King of the World expresses the joyously trilling bird-song that lifts our human
hearts and imagination. Here is a world unspecified, a small kingdom of beetles backs and moths floating in space without explanation, no sign of human or other earthly presence other than the thing in itself celebrating being alive in this best of all possible worlds, a singular world suspended amidst we know not where. In the lack of specific habitat context, Bishop’s birds become more real than Audubon’s famous birds, symbols of living life naturally, free from restraints, rather than specimens immobilized by the scientific gaze.
With an avian ethologist’s eye, Bishop describes the eerily human behavior other chosen subjects in the telling of the now not so secret life of birds. Protecting the Tribe is delightfully ambiguous for it suggests that the ‘tribe’ of birds that would seem to be protecting the huge speckled egg is itself grammatically being protected by the great egg. (Unless the egg itself is symbol for the species aka tribe.) As the center of the composition and the idea of the tribe, the pictorial and biological role of the ovoid form embodies the notion of centeredness, as symbol, source, and center of life around which individuals revolve, emanate from, and protect against harm, and, in a Victorian conceit, affirms the significance of family as history and identity, and the egg as central metaphor for origin as in the Vedic anda and the conceptually similar Greek omphalos.

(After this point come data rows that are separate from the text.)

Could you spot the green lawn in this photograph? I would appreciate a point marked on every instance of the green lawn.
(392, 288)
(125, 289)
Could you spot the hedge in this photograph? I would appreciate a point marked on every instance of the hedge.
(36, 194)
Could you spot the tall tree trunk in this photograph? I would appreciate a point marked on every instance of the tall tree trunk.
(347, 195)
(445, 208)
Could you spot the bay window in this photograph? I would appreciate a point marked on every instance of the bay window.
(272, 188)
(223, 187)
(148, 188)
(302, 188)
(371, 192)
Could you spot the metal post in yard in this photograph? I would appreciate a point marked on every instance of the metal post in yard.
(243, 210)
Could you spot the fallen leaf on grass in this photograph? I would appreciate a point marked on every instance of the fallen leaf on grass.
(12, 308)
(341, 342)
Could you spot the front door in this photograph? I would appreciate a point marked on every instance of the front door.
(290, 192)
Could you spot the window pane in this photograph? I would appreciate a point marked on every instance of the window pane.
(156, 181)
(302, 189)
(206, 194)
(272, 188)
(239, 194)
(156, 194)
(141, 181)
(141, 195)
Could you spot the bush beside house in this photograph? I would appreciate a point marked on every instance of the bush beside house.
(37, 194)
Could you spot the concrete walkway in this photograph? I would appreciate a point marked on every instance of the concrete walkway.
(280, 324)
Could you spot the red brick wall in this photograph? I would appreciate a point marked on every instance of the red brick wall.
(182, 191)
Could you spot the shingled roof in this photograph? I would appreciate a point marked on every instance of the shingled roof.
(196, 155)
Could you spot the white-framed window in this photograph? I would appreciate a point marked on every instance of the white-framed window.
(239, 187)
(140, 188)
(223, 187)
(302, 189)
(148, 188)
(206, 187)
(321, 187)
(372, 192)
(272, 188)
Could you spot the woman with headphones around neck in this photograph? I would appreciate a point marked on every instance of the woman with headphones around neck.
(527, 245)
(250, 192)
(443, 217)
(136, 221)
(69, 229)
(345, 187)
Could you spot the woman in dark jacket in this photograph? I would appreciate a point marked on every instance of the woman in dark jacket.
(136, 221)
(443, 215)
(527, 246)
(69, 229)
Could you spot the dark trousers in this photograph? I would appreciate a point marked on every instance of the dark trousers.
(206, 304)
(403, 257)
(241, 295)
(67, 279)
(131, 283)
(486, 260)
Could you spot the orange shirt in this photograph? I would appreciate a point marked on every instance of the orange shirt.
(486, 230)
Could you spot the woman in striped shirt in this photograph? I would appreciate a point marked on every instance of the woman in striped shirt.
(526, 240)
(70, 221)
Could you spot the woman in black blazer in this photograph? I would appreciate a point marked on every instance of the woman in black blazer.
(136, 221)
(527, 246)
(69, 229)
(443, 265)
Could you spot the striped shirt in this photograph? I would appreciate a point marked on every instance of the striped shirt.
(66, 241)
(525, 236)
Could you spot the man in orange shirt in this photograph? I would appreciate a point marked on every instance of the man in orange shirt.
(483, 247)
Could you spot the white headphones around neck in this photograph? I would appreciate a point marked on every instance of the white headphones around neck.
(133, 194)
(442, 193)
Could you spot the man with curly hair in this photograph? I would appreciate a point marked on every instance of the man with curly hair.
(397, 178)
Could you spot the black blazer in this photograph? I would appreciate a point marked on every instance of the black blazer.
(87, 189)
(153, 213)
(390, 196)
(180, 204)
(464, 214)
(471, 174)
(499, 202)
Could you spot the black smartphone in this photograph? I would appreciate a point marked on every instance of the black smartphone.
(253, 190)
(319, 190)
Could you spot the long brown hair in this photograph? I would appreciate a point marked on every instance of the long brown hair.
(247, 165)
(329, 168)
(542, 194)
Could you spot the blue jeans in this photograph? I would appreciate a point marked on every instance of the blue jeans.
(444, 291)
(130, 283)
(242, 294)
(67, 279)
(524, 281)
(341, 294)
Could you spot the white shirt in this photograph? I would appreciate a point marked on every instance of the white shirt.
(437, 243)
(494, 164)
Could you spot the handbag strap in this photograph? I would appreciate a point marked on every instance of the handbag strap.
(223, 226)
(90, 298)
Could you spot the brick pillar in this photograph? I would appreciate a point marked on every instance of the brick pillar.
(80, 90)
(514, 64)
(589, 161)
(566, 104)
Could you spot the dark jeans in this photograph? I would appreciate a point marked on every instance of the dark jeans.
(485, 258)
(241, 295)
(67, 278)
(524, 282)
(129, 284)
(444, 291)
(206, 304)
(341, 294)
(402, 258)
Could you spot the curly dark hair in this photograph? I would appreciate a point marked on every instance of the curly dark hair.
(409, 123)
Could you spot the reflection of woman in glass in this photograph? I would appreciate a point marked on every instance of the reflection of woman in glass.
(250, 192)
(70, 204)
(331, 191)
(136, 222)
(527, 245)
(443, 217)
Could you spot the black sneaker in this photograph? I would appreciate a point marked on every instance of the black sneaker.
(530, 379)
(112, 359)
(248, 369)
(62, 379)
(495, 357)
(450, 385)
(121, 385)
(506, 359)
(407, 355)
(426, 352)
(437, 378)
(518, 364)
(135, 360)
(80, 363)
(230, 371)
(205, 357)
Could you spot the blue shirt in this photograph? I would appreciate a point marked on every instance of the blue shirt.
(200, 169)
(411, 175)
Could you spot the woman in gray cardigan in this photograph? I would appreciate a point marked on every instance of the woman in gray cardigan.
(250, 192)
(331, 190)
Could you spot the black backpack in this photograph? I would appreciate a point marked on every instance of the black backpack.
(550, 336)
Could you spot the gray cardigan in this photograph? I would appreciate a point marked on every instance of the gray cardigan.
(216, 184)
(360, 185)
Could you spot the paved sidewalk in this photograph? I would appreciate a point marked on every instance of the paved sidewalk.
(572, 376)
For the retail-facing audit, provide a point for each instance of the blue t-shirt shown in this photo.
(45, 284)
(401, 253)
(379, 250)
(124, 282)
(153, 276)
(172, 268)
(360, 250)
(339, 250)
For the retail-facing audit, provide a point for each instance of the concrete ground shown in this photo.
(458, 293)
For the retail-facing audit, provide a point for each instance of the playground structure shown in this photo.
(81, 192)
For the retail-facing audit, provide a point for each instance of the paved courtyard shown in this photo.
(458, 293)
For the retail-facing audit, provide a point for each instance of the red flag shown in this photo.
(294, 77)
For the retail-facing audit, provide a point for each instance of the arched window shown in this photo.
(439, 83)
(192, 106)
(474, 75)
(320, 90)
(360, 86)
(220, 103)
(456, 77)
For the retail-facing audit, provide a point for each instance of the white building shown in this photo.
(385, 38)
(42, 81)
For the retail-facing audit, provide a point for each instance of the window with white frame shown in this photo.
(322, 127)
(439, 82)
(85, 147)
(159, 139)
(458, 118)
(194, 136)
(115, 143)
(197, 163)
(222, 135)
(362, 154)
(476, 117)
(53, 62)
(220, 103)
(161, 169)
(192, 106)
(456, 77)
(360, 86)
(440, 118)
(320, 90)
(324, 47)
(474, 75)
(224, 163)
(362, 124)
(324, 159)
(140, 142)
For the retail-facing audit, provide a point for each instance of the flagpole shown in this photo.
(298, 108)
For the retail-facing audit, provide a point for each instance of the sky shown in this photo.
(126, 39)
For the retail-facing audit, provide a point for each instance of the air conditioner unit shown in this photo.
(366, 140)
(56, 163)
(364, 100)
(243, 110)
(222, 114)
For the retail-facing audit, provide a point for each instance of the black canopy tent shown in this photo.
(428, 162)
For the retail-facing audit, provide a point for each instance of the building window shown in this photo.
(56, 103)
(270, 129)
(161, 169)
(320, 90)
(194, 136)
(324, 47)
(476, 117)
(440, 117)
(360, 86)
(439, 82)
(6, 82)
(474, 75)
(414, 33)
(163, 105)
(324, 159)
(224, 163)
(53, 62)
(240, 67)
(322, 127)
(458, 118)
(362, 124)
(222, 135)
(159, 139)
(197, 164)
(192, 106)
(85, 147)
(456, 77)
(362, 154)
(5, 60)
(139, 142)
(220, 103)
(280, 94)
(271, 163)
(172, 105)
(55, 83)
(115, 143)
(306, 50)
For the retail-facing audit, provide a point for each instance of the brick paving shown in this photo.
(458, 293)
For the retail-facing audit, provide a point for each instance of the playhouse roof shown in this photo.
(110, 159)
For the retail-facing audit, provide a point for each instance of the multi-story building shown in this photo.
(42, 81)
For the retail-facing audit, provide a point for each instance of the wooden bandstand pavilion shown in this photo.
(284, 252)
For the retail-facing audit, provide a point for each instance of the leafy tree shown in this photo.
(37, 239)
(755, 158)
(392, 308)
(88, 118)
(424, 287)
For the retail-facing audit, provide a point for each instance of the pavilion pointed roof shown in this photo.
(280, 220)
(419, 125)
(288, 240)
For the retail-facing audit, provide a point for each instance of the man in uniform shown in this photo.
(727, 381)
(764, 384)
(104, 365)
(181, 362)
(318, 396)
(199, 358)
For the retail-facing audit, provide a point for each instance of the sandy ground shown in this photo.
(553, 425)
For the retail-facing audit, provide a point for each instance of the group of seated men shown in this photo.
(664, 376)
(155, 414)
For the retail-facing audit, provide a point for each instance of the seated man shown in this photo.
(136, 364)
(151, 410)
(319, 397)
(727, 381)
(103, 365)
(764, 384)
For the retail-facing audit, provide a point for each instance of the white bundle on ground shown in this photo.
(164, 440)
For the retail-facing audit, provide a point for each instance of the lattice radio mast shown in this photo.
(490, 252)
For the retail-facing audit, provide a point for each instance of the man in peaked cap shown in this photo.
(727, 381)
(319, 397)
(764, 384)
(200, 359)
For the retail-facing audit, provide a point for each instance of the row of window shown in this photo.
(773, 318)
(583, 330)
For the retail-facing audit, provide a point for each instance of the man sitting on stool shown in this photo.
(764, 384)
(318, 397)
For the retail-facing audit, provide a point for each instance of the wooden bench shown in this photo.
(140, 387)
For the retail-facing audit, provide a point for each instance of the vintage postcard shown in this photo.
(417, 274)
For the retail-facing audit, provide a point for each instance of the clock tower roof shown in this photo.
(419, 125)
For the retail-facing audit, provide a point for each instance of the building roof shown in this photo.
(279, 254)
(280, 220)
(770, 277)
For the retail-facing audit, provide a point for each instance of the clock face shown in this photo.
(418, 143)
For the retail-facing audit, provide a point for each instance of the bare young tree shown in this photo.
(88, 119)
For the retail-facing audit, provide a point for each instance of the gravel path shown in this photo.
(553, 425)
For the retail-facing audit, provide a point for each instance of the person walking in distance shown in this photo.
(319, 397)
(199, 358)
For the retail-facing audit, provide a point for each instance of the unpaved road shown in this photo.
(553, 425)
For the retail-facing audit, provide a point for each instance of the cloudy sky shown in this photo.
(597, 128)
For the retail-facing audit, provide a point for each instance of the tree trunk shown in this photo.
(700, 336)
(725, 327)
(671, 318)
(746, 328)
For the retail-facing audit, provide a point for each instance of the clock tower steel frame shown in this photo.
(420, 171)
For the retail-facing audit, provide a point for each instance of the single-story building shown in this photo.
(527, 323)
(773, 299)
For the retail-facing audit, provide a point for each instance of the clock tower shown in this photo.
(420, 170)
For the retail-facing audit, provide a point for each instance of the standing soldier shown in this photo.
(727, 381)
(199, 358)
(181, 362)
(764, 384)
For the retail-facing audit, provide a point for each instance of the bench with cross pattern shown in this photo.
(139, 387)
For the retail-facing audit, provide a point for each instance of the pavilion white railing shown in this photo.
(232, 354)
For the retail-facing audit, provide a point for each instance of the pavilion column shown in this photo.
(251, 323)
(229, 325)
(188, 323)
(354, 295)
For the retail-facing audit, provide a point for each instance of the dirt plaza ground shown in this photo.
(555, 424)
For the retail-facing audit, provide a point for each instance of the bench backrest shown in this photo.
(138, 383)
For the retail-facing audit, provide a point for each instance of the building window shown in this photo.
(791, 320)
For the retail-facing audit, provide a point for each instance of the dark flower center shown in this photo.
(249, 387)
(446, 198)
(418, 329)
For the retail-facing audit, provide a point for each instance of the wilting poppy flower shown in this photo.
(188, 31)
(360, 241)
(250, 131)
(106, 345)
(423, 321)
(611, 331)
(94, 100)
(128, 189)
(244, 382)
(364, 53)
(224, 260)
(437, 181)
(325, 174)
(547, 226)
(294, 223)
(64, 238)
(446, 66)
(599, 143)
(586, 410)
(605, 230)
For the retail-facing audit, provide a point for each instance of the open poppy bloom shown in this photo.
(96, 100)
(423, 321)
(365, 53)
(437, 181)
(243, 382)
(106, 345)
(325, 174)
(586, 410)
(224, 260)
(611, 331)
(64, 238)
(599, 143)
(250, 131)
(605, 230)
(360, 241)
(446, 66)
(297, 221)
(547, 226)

Bishop’s paintings are surreal and fantastic in the manner of magical realism. Some story is being told whose narrative we can only imagine. In Okaloosa (Black Water, Choctaw Tribe), a plethora of moths and butterflies flutter around a woman with long flowing black hair like a rare specimen of epiphyte emerging from a deep nest made of vines and orchids. As six large brightly colored Boschian-scaled birds perch guard around a large nest overflowing with water suspended amidst a network of twining vines, the Earth is birthing in Breach. In Lost Worlds, dozens of earths are being spawned and spun off like satellites around a chaotic mass of an elk and epiphytes, monarch butterflies and gingko leaf fans, orchids and eggs and a bird’s beak trilling florettes.
All the more fascinating because so different from the paintings, Bishop’s mixed media Dark Organism series with its birds’ busts, beaks, silhouettes, and an occasional three-quarters view intermingled with leaves and leaved vines, collaged texts and images from non-western news provide a different order of experience from the literal academic realism style of the paintings. A sense of the magical and simply interesting replaces the narrative nature of magical realism. The difference lies in part in the tension between appreciating the purely formal and the question of meaning that animates our relationship with the Dark Organism works, the effort to imagine the story underlying the painted scenes, the former a satisfaction in the ambiguity and abstract and the latter a wanting to know the narrative context. In the shift away from the implied narrative and symbolic possibilities of magical realism’s prose, Bishop has achieved a subtle poetic expression that may signal development of new directions in the artist’s work.